Originally posted by 2bighorn
Correct. The amount of melted Antarctic ice is good for a sea level rise of about 0.02 inches per year. It would take some 3 to 4 hundred years to melt completely if rate of melting remains at current level.
And if is limited to melt water only, and no
further break-ups of the ice shelfs in West Antarctica occur in the future .... not that anyone saw the
last couple break-ups coming before they happened so spectacularly..... then I'd concede the point that the ocean rise will happen slowly.
Nothing to say that those ice shelves won't break off in the future.... and the glaciers behind them now also have access to the sea --- previously they have been essentially held back. Domino effects. Almost everything in the overall climate model has a positive feedback/reinforcement loop associated with it, once you get past a certain point..... a tipping point..... where the original effects are no longer absorbed or dampened.
Large break ups of the ice shelf, melting of the pack ice, and large scale melting in Greenland are of concern. Sudden climate shifts also are a possibility; they've happened in the past, and we could be headed for another in the near future.

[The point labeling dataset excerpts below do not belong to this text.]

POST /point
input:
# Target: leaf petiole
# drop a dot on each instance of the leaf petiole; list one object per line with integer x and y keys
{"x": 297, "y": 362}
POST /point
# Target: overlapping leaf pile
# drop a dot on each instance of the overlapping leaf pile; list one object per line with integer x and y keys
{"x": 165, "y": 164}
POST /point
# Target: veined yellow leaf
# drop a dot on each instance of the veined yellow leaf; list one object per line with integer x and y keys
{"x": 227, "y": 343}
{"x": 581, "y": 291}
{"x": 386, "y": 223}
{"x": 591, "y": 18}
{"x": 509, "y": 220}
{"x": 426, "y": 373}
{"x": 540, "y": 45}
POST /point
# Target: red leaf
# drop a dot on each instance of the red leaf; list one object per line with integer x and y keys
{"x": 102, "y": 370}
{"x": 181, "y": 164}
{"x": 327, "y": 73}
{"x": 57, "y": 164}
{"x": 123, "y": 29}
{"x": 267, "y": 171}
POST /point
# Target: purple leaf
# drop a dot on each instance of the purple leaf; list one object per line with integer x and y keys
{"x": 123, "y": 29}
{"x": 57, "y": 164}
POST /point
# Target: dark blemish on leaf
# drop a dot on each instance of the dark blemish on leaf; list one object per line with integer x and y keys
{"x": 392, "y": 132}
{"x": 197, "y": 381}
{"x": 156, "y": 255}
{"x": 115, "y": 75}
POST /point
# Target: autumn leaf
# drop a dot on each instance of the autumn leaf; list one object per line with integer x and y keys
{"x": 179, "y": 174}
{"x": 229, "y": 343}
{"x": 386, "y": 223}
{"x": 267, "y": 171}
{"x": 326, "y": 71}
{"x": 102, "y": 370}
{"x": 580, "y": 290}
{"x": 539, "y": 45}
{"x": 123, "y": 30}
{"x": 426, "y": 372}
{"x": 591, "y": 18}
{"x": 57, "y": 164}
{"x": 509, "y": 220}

The one I personally worry about having the biggest effect in the shortest time period is the methane sequestered in Siberian permafrost, and the deep sea beds..... if the permafrost melts (open water over the Arctic Sea for longer periods each year, absorbing more solar radiation, thus heating up the northern latitudes, and melting the permafrost), or the seas warm enough to free up seabed methane, then all bets are off. There is so much methane there that can be released in a short span of time that we could see serious increases of world-wide temperatures .... and it is the worse kind of positive feedback loop...... Earth's version of the runaway greenhouse effect.